The reality is that this concept is very common. Most people don’t know when to cut their losses. They stay in a job or a relationship long after it has ceased being satisfying, or refuse to admit that a project or case is just too overwhelming. Businesses are not immune from this process. Many companies have continued to sink even more money into a financially risky case simply because they have already put so much money into it already.
Indeed, in some sense it is simply easier to stay with the status quo than to change direction completely. However, there is a major cost to continuing the status quo – time, effort, and lost opportunities can be enormous. In fact, most people can recognize this behavior in others, but refuse to see it in themselves. Why?
The biggest reason is that we already feel that we have invested so much in the process and are unwilling to stop the bleeding. This concept applies in every aspect of life. One study found that people who have been already waiting in a line that never moves are more likely to stay in the line – despite the fact that it doesn’t move– than people who first come to the line without having invested the large amount of time.
The reality is that once a person has realized that he or she probably won’t succeed or that the results will be bad, it shouldn’t matter how much time and effort has already been put into something. However, most people are too invested to back off their position. Most people focus on the effort in the past and not the future.
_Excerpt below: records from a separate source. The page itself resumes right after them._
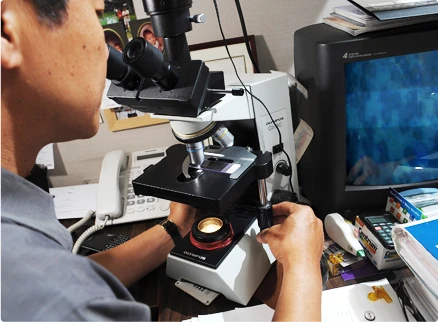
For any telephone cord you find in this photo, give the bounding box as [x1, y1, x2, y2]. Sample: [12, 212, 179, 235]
[72, 213, 109, 254]
[67, 210, 95, 234]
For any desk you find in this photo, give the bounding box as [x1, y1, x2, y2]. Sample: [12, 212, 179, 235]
[61, 219, 412, 321]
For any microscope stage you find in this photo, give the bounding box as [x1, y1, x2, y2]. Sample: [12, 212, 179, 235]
[133, 144, 266, 214]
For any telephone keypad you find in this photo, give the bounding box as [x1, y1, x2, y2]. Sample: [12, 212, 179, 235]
[126, 150, 170, 220]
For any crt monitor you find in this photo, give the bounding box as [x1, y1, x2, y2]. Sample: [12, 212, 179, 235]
[293, 22, 438, 218]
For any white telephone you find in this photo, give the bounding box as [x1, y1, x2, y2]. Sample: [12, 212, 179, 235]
[96, 147, 170, 225]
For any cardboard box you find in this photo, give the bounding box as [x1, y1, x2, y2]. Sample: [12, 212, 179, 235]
[355, 216, 405, 270]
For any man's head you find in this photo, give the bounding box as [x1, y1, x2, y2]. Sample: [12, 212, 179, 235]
[1, 0, 108, 144]
[143, 29, 156, 44]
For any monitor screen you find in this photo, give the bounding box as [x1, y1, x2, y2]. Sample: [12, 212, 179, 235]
[345, 50, 438, 186]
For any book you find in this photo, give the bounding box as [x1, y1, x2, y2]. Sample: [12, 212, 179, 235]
[323, 15, 438, 36]
[392, 217, 438, 298]
[348, 0, 438, 20]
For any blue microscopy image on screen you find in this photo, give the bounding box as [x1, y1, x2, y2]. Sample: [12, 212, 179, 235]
[345, 50, 438, 185]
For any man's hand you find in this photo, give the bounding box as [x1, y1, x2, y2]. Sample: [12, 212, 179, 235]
[257, 202, 324, 269]
[168, 201, 199, 237]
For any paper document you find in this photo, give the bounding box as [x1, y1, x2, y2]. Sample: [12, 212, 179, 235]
[49, 183, 99, 219]
[35, 143, 55, 170]
[321, 279, 405, 322]
[392, 217, 438, 298]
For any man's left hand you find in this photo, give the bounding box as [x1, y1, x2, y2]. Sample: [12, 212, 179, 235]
[168, 201, 199, 237]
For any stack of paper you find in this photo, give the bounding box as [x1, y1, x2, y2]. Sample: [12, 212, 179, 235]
[392, 217, 438, 321]
[183, 304, 274, 322]
[185, 279, 405, 322]
[323, 5, 438, 36]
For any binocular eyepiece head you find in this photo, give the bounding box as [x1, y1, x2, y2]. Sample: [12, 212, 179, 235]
[107, 37, 179, 91]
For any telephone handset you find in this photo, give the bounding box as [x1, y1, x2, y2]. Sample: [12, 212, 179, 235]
[96, 147, 170, 225]
[96, 150, 129, 220]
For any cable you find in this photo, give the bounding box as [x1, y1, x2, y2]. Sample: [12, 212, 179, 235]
[235, 0, 260, 73]
[67, 210, 95, 234]
[213, 0, 294, 192]
[71, 215, 109, 254]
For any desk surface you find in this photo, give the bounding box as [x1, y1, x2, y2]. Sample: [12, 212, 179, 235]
[61, 219, 412, 321]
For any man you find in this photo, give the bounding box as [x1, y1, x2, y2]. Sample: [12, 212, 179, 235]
[122, 6, 131, 32]
[1, 0, 322, 321]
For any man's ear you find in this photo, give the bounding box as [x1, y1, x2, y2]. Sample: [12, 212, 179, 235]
[1, 6, 23, 69]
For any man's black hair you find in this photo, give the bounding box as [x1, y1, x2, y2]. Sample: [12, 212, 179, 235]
[31, 0, 68, 26]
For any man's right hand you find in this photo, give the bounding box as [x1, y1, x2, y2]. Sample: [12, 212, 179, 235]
[257, 202, 324, 269]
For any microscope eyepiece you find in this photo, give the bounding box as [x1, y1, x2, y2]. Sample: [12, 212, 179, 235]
[123, 37, 179, 91]
[106, 44, 140, 90]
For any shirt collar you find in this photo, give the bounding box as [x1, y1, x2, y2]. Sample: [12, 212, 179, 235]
[1, 168, 72, 250]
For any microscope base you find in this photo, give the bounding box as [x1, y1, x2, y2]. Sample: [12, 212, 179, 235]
[167, 220, 275, 305]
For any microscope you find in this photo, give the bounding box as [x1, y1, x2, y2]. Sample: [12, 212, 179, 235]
[107, 0, 298, 305]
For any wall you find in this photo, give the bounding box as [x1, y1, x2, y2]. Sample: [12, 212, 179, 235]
[50, 0, 348, 187]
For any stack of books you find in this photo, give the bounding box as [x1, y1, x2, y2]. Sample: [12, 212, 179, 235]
[323, 5, 438, 36]
[392, 217, 438, 321]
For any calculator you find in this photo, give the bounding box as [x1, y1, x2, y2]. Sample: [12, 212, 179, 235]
[359, 211, 399, 249]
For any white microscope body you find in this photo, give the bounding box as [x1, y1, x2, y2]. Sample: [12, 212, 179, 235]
[152, 72, 299, 305]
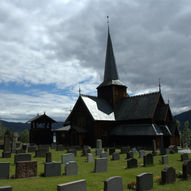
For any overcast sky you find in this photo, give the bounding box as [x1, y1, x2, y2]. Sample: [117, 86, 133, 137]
[0, 0, 191, 122]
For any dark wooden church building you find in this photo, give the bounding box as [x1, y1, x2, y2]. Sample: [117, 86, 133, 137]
[60, 29, 180, 147]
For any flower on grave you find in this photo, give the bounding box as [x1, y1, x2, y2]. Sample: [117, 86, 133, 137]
[127, 182, 136, 190]
[154, 176, 161, 184]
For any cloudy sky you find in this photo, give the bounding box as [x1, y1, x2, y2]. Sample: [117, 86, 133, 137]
[0, 0, 191, 122]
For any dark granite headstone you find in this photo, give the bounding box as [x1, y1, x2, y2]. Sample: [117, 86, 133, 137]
[182, 160, 191, 178]
[161, 166, 176, 184]
[46, 152, 52, 162]
[14, 153, 31, 164]
[127, 158, 138, 168]
[57, 180, 86, 191]
[136, 173, 153, 191]
[65, 161, 78, 176]
[0, 186, 12, 191]
[181, 153, 188, 161]
[0, 162, 10, 179]
[143, 153, 153, 166]
[94, 158, 107, 172]
[111, 152, 120, 160]
[109, 147, 115, 155]
[104, 176, 123, 191]
[44, 162, 61, 177]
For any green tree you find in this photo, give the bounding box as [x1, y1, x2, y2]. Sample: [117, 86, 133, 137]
[18, 129, 29, 143]
[182, 121, 191, 145]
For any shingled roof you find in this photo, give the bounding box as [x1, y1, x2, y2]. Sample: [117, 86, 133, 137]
[115, 92, 161, 120]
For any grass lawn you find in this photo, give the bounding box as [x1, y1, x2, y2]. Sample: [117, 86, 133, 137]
[0, 150, 191, 191]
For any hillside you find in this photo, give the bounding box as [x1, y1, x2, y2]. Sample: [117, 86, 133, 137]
[0, 120, 63, 133]
[174, 110, 191, 130]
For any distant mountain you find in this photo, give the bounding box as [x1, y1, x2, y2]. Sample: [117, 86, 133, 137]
[0, 120, 63, 133]
[174, 110, 191, 130]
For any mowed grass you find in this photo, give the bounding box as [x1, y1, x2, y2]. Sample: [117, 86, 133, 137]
[0, 150, 191, 191]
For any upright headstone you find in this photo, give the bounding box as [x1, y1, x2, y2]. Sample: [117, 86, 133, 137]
[96, 139, 102, 149]
[44, 162, 61, 177]
[127, 158, 138, 168]
[46, 152, 52, 162]
[162, 155, 168, 164]
[182, 160, 191, 179]
[139, 150, 145, 158]
[2, 134, 11, 158]
[61, 153, 75, 164]
[126, 151, 134, 159]
[0, 162, 10, 179]
[57, 179, 86, 191]
[14, 153, 31, 164]
[161, 166, 176, 184]
[181, 153, 188, 161]
[65, 161, 78, 176]
[136, 173, 153, 191]
[15, 161, 37, 178]
[87, 153, 93, 163]
[94, 158, 107, 172]
[152, 139, 157, 156]
[0, 186, 12, 191]
[143, 153, 153, 166]
[109, 147, 115, 155]
[104, 176, 123, 191]
[111, 152, 120, 160]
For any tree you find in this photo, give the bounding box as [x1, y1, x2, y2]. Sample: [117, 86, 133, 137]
[182, 121, 191, 145]
[18, 129, 29, 143]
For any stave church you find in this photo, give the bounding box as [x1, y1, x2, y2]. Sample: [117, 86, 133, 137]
[60, 27, 180, 148]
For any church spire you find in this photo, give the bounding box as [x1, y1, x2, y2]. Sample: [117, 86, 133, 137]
[104, 26, 119, 82]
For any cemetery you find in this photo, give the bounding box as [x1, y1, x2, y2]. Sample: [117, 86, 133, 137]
[0, 141, 191, 191]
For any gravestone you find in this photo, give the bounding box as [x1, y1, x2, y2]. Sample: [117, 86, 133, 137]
[111, 152, 120, 160]
[0, 186, 12, 191]
[139, 150, 145, 158]
[67, 148, 77, 157]
[2, 134, 11, 158]
[96, 139, 102, 149]
[95, 149, 102, 156]
[56, 145, 65, 151]
[15, 161, 37, 178]
[161, 166, 176, 184]
[57, 179, 86, 191]
[0, 162, 10, 179]
[127, 158, 138, 168]
[136, 173, 153, 191]
[152, 139, 157, 156]
[11, 137, 16, 153]
[181, 153, 188, 161]
[44, 162, 61, 177]
[94, 158, 107, 172]
[100, 152, 108, 158]
[14, 153, 31, 164]
[87, 153, 93, 163]
[35, 148, 49, 158]
[120, 147, 130, 154]
[182, 160, 191, 179]
[104, 176, 123, 191]
[109, 147, 115, 155]
[126, 151, 134, 159]
[46, 152, 52, 162]
[162, 155, 168, 164]
[65, 161, 78, 176]
[143, 153, 153, 166]
[61, 153, 75, 164]
[28, 146, 36, 153]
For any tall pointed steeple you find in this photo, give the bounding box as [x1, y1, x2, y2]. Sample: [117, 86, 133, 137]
[104, 26, 119, 82]
[97, 26, 127, 108]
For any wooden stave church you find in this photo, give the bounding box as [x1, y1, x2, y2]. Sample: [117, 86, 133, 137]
[60, 28, 180, 147]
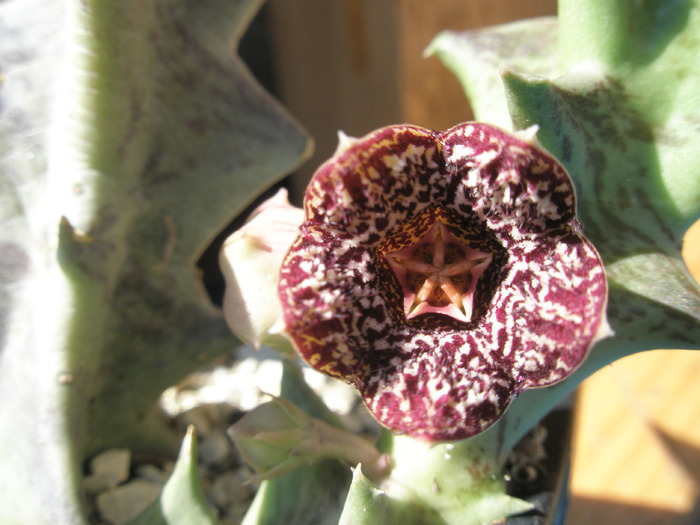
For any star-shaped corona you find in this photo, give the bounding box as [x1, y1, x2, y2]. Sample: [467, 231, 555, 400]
[386, 215, 491, 322]
[279, 123, 607, 442]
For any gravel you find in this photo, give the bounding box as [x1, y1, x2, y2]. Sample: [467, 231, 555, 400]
[84, 348, 376, 525]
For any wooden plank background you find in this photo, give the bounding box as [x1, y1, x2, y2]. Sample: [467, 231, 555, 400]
[258, 0, 700, 525]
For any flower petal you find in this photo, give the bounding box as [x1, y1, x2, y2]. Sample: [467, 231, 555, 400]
[279, 123, 607, 441]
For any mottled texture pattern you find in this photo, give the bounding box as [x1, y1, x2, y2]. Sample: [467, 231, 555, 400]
[279, 123, 607, 441]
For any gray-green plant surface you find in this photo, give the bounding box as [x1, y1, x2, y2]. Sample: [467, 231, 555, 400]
[0, 0, 700, 525]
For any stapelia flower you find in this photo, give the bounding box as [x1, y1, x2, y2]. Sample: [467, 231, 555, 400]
[279, 123, 607, 441]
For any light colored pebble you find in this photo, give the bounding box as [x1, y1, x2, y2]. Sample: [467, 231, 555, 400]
[199, 430, 231, 465]
[95, 479, 162, 525]
[136, 463, 170, 484]
[83, 448, 131, 494]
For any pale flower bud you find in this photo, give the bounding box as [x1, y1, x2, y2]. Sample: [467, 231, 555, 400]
[219, 189, 304, 351]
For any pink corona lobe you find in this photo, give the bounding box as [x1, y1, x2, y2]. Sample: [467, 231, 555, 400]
[279, 123, 607, 441]
[386, 212, 491, 322]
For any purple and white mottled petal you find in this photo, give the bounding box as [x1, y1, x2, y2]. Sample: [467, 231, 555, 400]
[279, 123, 607, 441]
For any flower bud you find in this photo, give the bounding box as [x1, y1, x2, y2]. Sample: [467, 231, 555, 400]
[219, 189, 304, 351]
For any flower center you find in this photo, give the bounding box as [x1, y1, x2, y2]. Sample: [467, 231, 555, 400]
[386, 219, 492, 322]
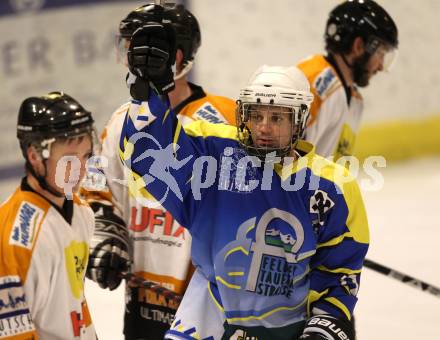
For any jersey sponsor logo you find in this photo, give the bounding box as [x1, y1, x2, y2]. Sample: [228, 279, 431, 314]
[0, 276, 35, 338]
[9, 202, 44, 249]
[140, 306, 175, 326]
[129, 207, 185, 240]
[138, 288, 179, 310]
[310, 190, 335, 233]
[229, 329, 258, 340]
[193, 102, 227, 124]
[64, 241, 89, 299]
[313, 68, 336, 97]
[255, 92, 277, 98]
[70, 301, 92, 337]
[215, 208, 316, 297]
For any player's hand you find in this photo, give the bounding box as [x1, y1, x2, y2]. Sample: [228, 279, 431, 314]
[86, 202, 129, 290]
[128, 22, 176, 100]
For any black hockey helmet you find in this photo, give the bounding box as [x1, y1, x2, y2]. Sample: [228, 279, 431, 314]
[17, 92, 96, 197]
[119, 3, 201, 63]
[17, 92, 94, 152]
[325, 0, 398, 54]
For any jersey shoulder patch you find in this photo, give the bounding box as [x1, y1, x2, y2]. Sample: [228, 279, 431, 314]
[312, 67, 342, 98]
[9, 201, 45, 250]
[192, 101, 228, 124]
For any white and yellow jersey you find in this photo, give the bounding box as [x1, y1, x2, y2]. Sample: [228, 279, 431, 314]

According to recent research by Northwestern University psychologists Daniel Molden and Chin Ming Hui, there is a simple and effective way to be sure you are making the best decisions when a things go awry: focus on what you have to gain, rather than what you have to lose.
In one of their studies, Molden and Hui found that participants who had been put in a prevention mindset (focused on avoiding loss) stayed the course approximately 80% of the time. People who were not given any change in thinking also stayed the course in virtually the same numbers. In other words, once invested, most people naturally preferred to wage a losing battle. However, when people were primed to think about potential gains, those participants continued in a losing battle less than 60% of the time.
According to the researchers, when you view your choices in what you have to gain rather than what has been invested, we are more likely to see a doomed endeavor for what it is, and try to make the most of a bad situation.
The key to the decision here is not what you have to gain in the future, but what you have to gain today by stopping the bleeding. If the litigants focus on how much money has been spent to date, they will be primed to continue the litigation; but instead if they focus on how much money can be saved today by not going forward, they are more likely to see the problem with throwing good money after bad.
Showing the parties what they have to lose is critical in being able to focus on the gains. For example, in my case yesterday, at one point the defense offered a substantial sum of money to resolve the litigation. The plaintiffs were concerned that the money was not enough. By having them focus on the fact that if they went forward, there was a significant chance that they could not only wage a losing battle, but they would also lose what had been offered to date. By realizing that what they had in hand was better than taking a risk for the future the parties were able to determine that the settlement was better than the ongoing risk of litigation.